Resource Extraction Payments
– A company that provides only services associated with exploration, extraction, processing and export of a resource will not generally be considered to be a resource extraction issuer.
– Transportation activities are generally not covered by the rule, unless the activities are directly related to the export of the resource.
– Penalties and fines related to resource extraction paid to government agencies are not reportable.
– Payments may not be reported on an accrual basis; they must be presented on a cash basis for the year in which they were made.
– If an issuer pays corporate level income tax on many different sources of income in a particular country, it need not segregate its tax payments to report the amount corresponding solely to resource extraction activities, although it may choose to do so. If the issuer presents information on an aggregate basis, it may disclose that the information includes payments made for purposes other than commercial development activities.

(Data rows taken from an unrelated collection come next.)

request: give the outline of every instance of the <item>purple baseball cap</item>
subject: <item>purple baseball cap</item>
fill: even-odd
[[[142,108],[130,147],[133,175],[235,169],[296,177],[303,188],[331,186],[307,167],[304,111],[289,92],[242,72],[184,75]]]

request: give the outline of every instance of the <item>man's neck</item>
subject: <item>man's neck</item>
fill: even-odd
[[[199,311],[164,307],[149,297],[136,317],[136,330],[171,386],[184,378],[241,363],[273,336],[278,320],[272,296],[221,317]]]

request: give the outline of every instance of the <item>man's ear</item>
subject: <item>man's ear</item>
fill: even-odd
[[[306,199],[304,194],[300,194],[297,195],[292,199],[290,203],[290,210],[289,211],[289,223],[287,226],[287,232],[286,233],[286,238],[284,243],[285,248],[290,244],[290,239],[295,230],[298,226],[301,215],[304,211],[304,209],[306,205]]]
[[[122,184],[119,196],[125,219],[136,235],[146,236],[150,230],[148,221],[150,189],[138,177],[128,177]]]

Conflict Minerals & Resource Extraction: Court Challenges Proceed on Accelerated Basis
We previously noted that the challenge to the SEC’s conflict minerals rules was transferred from the Court of Appeals to the United States District Court for the District of Columbia. A scheduling order has been entered in the case which provides that the parties’ cross-motions for summary judgment will be decided on the basis of briefs transferred from the Court of Appeals. The Court also granted the parties’ request to expedite the cross motion for summary judgment.
We also noted that the Court of Appeals dismissed the challenge to the SEC’s resource extraction rules for lack of jurisdiction and that the case would proceed in the United States District Court for the District of Columbia. The District Court has likewise entered a scheduling order which provides that the plaintiffs’ motion for summary judgment will be decided on the briefs submitted by the parties to the Court of Appeals.
Big Jump in Anti-Pledging Policy Disclosures
In this blog, McGuire Woods’ William Tysse notes: According to this Wall Street Journal item, the number of companies disclosing anti-pledging policies so far this proxy season has increased to 107 from just 8 last year:
Proxy-advisory firm Institutional Shareholder Services said in November that it could begin looking at any hedging or pledging of company stock by executives as a “failure in risk oversight,” since a margin call could force executives to sell their stock at an inopportune time. ISS said it would consider whether companies disclosed an antipledging policy in their proxies, but could recommend that investors vote against corporate directors if there is “significant” pledging.